Em 1914, um microbiólogo alemão chamado Walther Kruse enxergou a primeira pista sobre a origem do resfriado, depois que um ajudante que estava com a doença assou o nariz. Kruse misturou o muco de seu ajudante com uma solução salina, passou o resultado por um filtro e depositou umas poucas gotas do líquido obtido em 12 de seus colegas. Quatro deles tiveram resfriado. Mais tarde, Kruse repetiu a experiência com 36 estudantes. Quinze deles tiveram a enfermidade. Kruse comparou os resultados com os de 35 alunos que não tinham recebido a gota. Só um deles teve resfriado. Os experimentos de Kruse deixaram claro que um diminuto patógeno era o responsável pelo resfriado.
Era uma pequena bactéria?
Muitos especialistas pensaram que se tratava de algum tipo de uma diminuta bactéria. Todavia, o médico norte-americano Alphonse Dochez descartou essa ideia em 1927. Se dedicou a filtrar a mucosidade de indivíduos resfriados empregando filtros muito finos, a mesma ideia que Martinus Beijerinck, um microbiólogo holandes, tinha usado para descobrir o que atacava a seiva do tabaco. Ainda que extraísse as bactérias, o muco das pessoas com resfriado seguia contagiando mais e mais pessoas. Só um vírus seria capaz de passar pelos filtros de Dochez.
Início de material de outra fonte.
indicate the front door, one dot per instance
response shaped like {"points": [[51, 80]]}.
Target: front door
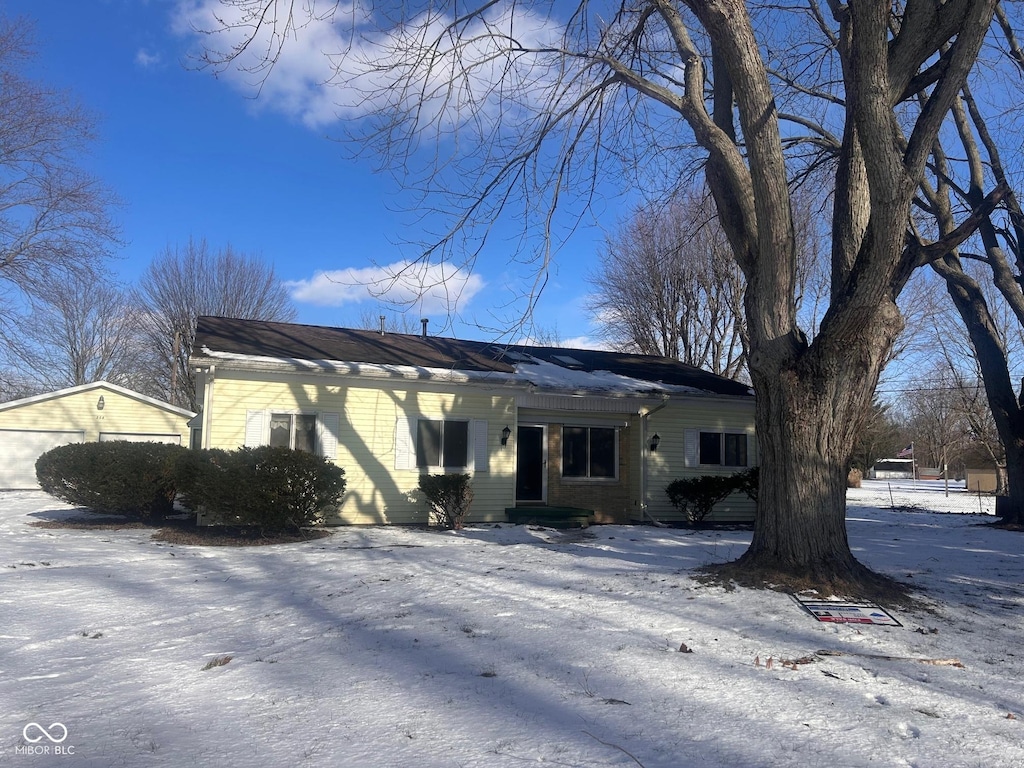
{"points": [[530, 464]]}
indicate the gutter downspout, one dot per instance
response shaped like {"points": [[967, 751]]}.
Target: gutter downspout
{"points": [[644, 457], [208, 404]]}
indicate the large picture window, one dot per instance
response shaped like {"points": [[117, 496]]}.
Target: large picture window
{"points": [[442, 442], [294, 430], [722, 449], [314, 433], [589, 453]]}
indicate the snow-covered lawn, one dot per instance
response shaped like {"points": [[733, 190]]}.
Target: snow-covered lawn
{"points": [[499, 646]]}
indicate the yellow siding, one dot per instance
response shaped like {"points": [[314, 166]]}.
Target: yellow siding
{"points": [[77, 411], [376, 491], [669, 462]]}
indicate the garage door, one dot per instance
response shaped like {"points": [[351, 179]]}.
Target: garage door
{"points": [[140, 437], [18, 451]]}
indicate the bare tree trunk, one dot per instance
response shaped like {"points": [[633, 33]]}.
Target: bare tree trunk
{"points": [[808, 418]]}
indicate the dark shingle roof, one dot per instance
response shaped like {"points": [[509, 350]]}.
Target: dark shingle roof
{"points": [[286, 340]]}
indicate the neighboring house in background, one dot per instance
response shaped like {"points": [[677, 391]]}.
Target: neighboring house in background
{"points": [[31, 426], [892, 469], [530, 425]]}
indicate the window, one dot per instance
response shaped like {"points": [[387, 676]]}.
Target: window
{"points": [[441, 442], [589, 452], [294, 430], [722, 449], [315, 433]]}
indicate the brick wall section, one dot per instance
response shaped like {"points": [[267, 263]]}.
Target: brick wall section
{"points": [[609, 499]]}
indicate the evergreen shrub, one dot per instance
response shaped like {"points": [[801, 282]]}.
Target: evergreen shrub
{"points": [[271, 488], [449, 498], [134, 479]]}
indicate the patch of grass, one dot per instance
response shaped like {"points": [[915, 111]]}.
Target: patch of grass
{"points": [[185, 531], [231, 536], [89, 523], [217, 662]]}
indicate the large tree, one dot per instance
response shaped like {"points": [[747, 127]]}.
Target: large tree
{"points": [[185, 282], [544, 98], [53, 215], [957, 182], [79, 331]]}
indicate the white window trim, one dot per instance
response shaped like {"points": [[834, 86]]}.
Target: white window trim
{"points": [[587, 478], [692, 448], [328, 428], [477, 454]]}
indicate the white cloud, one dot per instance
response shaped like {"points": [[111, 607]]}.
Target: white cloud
{"points": [[344, 66], [432, 288], [145, 59]]}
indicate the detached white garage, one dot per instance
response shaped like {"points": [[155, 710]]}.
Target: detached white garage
{"points": [[32, 426]]}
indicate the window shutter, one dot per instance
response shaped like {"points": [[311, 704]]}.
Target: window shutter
{"points": [[254, 428], [330, 426], [481, 457], [404, 450], [692, 458]]}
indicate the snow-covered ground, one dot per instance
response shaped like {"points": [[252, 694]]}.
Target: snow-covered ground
{"points": [[499, 646]]}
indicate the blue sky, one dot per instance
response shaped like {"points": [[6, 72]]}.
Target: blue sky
{"points": [[192, 155]]}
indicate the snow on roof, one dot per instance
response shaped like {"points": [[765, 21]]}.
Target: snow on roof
{"points": [[534, 373]]}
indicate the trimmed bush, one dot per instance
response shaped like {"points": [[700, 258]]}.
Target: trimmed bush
{"points": [[272, 488], [695, 497], [449, 498], [134, 479]]}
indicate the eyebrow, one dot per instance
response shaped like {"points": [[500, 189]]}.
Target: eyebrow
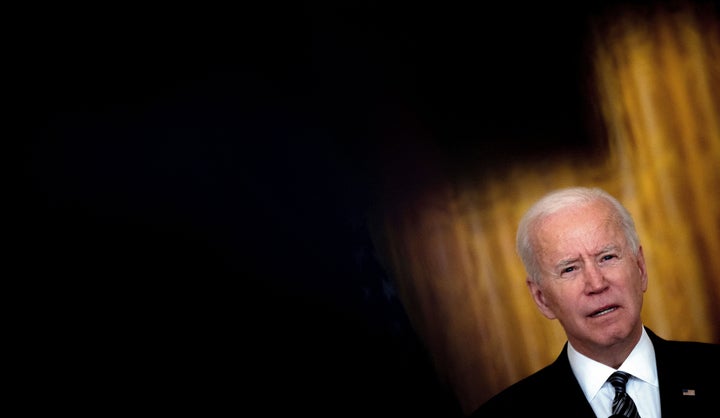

Só nos anos 50 entenderam o rinovírus.
Foram necessária outras três décadas para que os cientistas descobrissem que vírus era esse que nos causa resfriado. Os rinovírus, vírus do nariz ("rino" significa "nariz") são de uma simplicidade assombrosa. Eles só contam com 10 genes. Nós humanos contamos com mais de 20.000 genes. Apesar dessa simplicidade, a informação genética que dispõem é suficiente para invadirem nossos corpos, enfrentarem nosso complexo sistema imunológico e se reproduzirem, escapando, em seguida, para irem em busca de novos hóspedes, novas vítimas humanas. Os rinovírus se propagam através do gotejamento do nariz. As pessoas resfriadas assoam o nariz, os vírus vão parar nas mãos e logo se disseminam pelas superfícies em que temos contato.
Os rinovírus não fazem as trapalhadas típicas do coronavírus.
Mas eles são diferentes do coronavírus. Infectam um número relativamente pequeno de nossas células, causando um dano limitado. Não são os trapalhões do mundo viral como os corona. Mas como se explica que provoquem tanto mal estar? A culpa recai exclusivamente em nosso corpo. Os ataques dos rinovírus e dos coronavírus liberam as agora famosas citocinas, ocasionado uma tempestade dessas moléculas. Provocam uma sensação áspera na garganta e desemboca na aparição de abundante mucosidade ao redor da infecção. Para recuperar-nos do resfriado e da covid-19 não só devemos esperar que o sistema imunitário acabe com o vírus, como que o sistema imunitário recupere a calma, reduza a "maluquice".
A cura ainda é um mistério.
O autor egípcio do papiro Ebers escreveu que a cura do "resh" consistia em untar uma mistura de mel, ervas e incenso ao redor do nariz humano. Quinze séculos depois, o erudito romano Plínio O Velho, recomendava esfregar um rato no nariz. Na Inglaterra do século XVII, a cura incluía uma combinação de pólvora, ovos, esterco de vaca e sebo. Leonard Hill, o médico convencido de que a causa do resfriado era uma mudança da temperatura, recomendava que as crianças começassem o dia com uma ducha fria, mesmo que a temperatura estivesse abaixo de zero grau. No dia de hoje, seguimos sem um remédio para o resfriado e para o coronavírus.